The spokesman, Bradford Stone, said there was not yet a formal investigation, but an attempt to "get the basic facts and find out what the circumstances were." Only if part of the process took place in the United States would the agency have jurisdiction over what it would probably consider an unauthorized experiment on humans, Mr. Stone said. The claim that a seven-pound baby named Eve, supposedly born last Thursday at an undisclosed location, was a clone of her 31-year-old American mother was put forward by the Raëlian religious sect and Clonaid, a Bahamas-based company it founded to conduct human cloning.

The Raëlians believe that a race of alien scientists cloned themselves to create humans and that these superior aliens will return to earth only when the entire human population learns of their existence. Generating publicity is therefore part of the group's religious mission, experts on the sect say, and Friday's press conference at a Holiday Inn in Hollywood, Fla., received worldwide attention.

Brigitte Boisselier, a chemist who is chief executive of Clonaid and a Raëlian bishop, said at the news conference that the group would provide the results of independent DNA testing to prove its claim within nine days. Some experts on genetics and cloning have expressed skepticism, while others have said that the necessary technical knowledge is widely available and within the expertise of many fertility clinics.

Dr. Boisselier said Friday that four other women are pregnant with clones created by Clonaid.
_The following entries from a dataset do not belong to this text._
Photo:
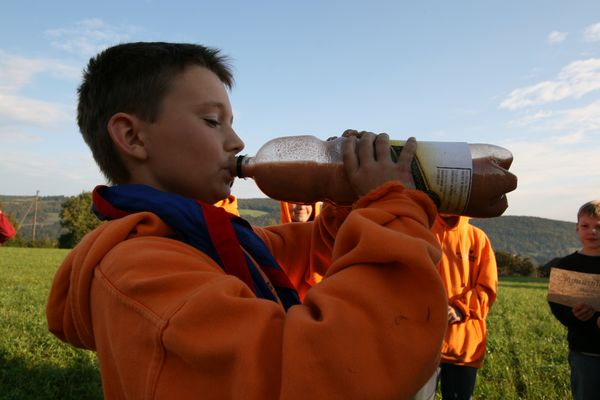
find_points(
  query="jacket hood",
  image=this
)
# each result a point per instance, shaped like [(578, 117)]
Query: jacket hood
[(229, 204), (462, 220), (286, 217), (68, 309)]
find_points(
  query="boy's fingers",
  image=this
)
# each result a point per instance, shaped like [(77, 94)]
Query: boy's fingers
[(349, 154), (408, 151), (382, 146), (365, 147)]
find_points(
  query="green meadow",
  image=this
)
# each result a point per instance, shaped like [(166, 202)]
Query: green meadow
[(526, 346)]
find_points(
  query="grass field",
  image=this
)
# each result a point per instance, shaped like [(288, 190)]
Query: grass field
[(526, 345)]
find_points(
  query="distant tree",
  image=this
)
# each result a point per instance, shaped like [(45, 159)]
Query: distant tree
[(77, 218), (514, 265)]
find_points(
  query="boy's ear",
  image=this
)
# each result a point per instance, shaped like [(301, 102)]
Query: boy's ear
[(124, 130)]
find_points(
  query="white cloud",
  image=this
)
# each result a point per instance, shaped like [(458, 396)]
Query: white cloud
[(37, 112), (556, 37), (17, 71), (555, 177), (87, 37), (569, 123), (52, 174), (574, 81), (592, 33)]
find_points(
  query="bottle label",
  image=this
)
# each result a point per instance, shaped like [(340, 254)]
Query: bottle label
[(444, 171)]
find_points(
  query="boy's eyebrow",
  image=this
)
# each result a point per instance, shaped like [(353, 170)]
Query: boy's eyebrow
[(217, 104)]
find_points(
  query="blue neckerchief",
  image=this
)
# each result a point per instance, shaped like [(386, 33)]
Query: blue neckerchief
[(207, 228)]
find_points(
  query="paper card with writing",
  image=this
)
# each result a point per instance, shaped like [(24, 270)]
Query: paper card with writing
[(571, 288)]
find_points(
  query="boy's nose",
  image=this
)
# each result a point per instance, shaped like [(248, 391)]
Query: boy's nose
[(234, 142)]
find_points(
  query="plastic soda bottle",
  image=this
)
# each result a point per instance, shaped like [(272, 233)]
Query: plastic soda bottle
[(461, 178)]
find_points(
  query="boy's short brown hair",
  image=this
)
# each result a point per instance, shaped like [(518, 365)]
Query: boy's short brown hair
[(134, 78), (591, 208)]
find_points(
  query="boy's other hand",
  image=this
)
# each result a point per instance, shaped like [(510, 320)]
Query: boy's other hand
[(368, 162), (583, 312)]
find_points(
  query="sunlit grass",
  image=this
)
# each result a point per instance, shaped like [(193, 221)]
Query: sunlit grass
[(33, 363), (526, 346)]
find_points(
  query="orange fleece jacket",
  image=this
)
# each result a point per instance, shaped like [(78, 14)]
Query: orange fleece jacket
[(168, 323), (469, 273)]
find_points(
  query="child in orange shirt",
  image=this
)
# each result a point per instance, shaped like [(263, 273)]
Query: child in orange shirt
[(181, 300)]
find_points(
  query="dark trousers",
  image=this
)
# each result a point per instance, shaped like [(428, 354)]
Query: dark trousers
[(585, 376), (457, 381)]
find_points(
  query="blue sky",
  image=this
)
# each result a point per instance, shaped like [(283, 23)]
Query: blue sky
[(521, 74)]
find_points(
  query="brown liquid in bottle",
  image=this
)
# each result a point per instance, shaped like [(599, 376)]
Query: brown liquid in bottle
[(290, 175)]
The process used DNA from skin cells, she said.

Two other fertility doctors, one in Italy and one in the United States, say they have patients who are pregnant with clones.

The Italian, Dr. Severino Antinori, gained prominence in 1993 for helping a 62-year-old woman become pregnant through artificial insemination. The American, Dr. Panos Zavos, who testified before a House committee last year that reproductive cloning was a "magnificent technology" that would help infertile couples "complete their biological life cycle," has said his overseas experiments had resulted in pregnancies that would soon produce clones.
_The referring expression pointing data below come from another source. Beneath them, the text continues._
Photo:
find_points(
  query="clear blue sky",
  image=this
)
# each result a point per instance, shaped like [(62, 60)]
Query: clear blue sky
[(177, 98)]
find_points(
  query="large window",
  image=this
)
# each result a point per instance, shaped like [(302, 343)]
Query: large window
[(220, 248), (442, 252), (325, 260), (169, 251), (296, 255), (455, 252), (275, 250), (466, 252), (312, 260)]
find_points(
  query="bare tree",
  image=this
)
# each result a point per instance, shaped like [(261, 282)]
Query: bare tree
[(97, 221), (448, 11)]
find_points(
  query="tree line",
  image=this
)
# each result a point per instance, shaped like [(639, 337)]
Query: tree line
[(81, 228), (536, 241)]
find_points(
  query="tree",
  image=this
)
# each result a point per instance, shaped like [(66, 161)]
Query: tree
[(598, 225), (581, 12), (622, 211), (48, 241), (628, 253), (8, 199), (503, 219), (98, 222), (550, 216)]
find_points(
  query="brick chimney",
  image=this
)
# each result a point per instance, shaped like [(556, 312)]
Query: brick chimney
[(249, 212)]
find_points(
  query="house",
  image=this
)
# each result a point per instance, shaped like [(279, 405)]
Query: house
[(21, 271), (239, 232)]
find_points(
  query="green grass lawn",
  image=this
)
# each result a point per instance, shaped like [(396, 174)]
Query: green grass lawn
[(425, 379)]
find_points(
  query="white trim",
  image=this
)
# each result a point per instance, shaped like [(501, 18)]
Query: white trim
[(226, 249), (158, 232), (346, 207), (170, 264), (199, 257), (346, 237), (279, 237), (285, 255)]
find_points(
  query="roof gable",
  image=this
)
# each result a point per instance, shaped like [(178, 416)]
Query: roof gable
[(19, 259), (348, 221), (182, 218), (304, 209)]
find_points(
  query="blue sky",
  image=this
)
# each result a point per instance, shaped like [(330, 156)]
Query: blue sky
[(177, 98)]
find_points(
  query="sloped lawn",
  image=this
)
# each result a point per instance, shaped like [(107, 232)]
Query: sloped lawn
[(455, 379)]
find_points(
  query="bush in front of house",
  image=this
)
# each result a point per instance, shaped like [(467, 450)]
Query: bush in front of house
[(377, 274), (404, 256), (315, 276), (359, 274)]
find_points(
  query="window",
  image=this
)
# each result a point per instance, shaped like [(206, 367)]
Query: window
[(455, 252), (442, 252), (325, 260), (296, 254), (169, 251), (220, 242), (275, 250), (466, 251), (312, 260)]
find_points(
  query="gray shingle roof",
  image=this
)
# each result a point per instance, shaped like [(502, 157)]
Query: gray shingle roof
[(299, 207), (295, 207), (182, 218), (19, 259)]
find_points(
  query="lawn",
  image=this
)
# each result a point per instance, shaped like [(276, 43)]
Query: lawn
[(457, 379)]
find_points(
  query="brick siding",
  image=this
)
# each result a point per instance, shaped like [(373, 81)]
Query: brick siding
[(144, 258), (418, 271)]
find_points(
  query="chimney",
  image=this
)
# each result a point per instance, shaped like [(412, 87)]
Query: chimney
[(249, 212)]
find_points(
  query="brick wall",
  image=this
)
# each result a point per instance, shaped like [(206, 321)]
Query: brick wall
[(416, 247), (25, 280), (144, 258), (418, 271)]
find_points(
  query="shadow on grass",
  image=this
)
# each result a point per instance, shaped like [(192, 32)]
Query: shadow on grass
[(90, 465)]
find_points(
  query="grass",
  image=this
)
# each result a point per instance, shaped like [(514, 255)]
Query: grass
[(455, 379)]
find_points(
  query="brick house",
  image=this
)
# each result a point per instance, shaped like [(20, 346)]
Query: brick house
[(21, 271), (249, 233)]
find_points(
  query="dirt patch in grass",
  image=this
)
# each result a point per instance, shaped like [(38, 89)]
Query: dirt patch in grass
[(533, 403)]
Cloning for human reproductive purposes is illegal in two dozen countries.

But a ban that passed the House of Representatives with bipartisan support last year failed in the Senate, mired in a debate over whether to also ban therapeutic cloning for research purposes, as the House version did. Senator Bill Frist, the Tennessee Republican and majority leader, favors a broad ban.
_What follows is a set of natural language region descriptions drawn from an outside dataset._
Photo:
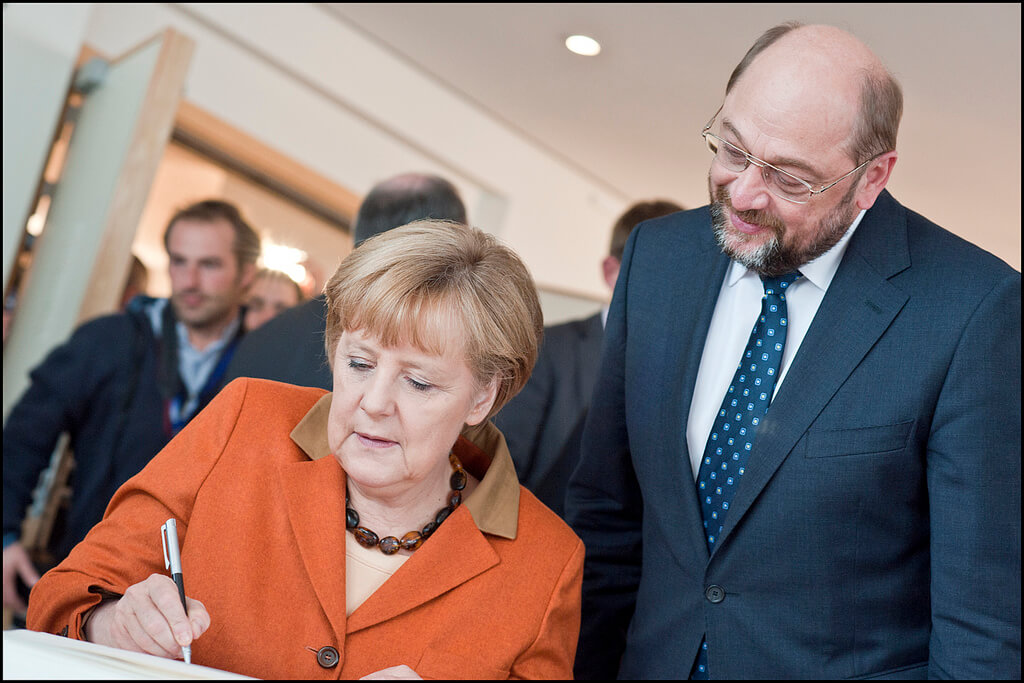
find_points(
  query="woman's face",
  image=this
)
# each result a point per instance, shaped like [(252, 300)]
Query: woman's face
[(396, 412)]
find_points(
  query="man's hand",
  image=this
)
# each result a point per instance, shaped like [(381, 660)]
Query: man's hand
[(148, 619), (16, 563)]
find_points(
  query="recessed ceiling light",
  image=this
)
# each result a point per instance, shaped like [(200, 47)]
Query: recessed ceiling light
[(584, 45)]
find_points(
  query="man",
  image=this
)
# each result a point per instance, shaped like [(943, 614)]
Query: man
[(543, 423), (290, 348), (867, 523), (124, 384)]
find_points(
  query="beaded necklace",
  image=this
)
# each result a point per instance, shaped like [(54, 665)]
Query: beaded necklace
[(389, 545)]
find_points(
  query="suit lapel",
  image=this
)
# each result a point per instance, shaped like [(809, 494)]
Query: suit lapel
[(314, 497), (456, 553), (687, 318), (858, 307)]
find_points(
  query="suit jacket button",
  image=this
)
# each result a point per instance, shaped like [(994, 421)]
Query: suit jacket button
[(327, 656), (715, 594)]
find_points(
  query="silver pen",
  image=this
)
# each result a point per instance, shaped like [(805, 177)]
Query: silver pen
[(172, 561)]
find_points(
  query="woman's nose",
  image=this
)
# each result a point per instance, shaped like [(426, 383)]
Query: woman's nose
[(377, 395)]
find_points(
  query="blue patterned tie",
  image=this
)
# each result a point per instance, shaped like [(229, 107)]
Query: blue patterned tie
[(735, 426)]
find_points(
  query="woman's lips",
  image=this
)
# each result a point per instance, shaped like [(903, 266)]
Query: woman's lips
[(374, 441)]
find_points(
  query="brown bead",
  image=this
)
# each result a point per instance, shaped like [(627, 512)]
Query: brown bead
[(365, 537), (442, 515), (412, 541)]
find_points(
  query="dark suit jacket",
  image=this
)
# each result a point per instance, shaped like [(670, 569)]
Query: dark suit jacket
[(287, 348), (539, 421), (877, 531)]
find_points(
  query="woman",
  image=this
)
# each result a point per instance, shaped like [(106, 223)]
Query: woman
[(431, 329), (272, 292)]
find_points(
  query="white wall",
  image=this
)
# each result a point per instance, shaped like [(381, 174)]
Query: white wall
[(40, 45), (305, 84)]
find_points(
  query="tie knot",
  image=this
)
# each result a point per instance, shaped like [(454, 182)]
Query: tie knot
[(778, 285)]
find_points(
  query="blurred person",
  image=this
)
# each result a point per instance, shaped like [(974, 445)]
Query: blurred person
[(290, 348), (543, 424), (124, 384), (271, 293), (138, 281), (381, 531), (803, 455)]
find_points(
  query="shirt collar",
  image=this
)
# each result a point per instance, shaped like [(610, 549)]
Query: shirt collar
[(819, 271), (495, 502)]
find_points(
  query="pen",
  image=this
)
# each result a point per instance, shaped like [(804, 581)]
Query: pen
[(172, 561)]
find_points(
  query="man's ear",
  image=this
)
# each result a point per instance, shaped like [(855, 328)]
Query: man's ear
[(609, 268), (875, 179)]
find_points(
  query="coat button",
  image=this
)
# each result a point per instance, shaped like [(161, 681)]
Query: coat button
[(327, 656)]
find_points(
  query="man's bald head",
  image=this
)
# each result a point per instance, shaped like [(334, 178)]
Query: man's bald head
[(834, 67)]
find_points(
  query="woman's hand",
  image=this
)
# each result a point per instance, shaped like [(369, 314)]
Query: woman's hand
[(401, 673), (148, 619)]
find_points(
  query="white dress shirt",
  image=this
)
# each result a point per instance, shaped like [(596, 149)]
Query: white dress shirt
[(738, 305)]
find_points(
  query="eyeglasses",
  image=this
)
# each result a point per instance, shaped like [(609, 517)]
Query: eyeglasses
[(781, 184)]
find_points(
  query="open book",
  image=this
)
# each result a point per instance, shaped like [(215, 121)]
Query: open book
[(30, 654)]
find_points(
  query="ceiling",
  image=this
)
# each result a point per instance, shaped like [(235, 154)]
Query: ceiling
[(630, 118)]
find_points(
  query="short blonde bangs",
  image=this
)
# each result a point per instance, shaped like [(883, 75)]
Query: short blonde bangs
[(417, 283)]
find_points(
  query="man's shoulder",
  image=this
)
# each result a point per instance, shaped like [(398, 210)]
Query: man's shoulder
[(675, 236), (933, 251)]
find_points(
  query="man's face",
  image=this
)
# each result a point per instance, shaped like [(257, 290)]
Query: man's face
[(207, 285), (793, 127)]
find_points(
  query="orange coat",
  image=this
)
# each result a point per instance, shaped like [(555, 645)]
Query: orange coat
[(495, 593)]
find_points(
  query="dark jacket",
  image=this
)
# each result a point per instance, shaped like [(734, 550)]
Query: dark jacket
[(877, 530), (288, 348)]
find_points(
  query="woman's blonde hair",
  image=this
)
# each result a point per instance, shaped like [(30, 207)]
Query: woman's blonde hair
[(416, 283)]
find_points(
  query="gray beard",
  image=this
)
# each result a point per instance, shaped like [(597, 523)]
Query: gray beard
[(771, 259)]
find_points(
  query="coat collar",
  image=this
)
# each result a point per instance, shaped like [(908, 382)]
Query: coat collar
[(494, 504)]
Mr. Stone, the Food and Drug Administration spokesman, said that last year the agency learned of and inspected a Clonaid laboratory in Nitro, W.Va.

He said the company signed a formal agreement with the agency not to engage in human cloning experiments in the United States. Mr. Stone said it was too early to speculate about possible penalties for violating that agreement, but that the F.D.A. was authorized to seek civil and criminal penalties depending on the circumstances.

An article in today's London Telegraph said the laboratory in Nitro, contained in a classroom in a former high school, had been financed by a couple whose baby had died at 10 months and who were trying to clone him from frozen cells. While the couple's research led them to the Raëlians, they were not members of the sect and eventually became disillusioned and withdrew their support, the article said.

Dr. Boisselier of Clonaid said Friday that the company planned to produce 20 more clones in 2003 and hoped to open clinics on every continent.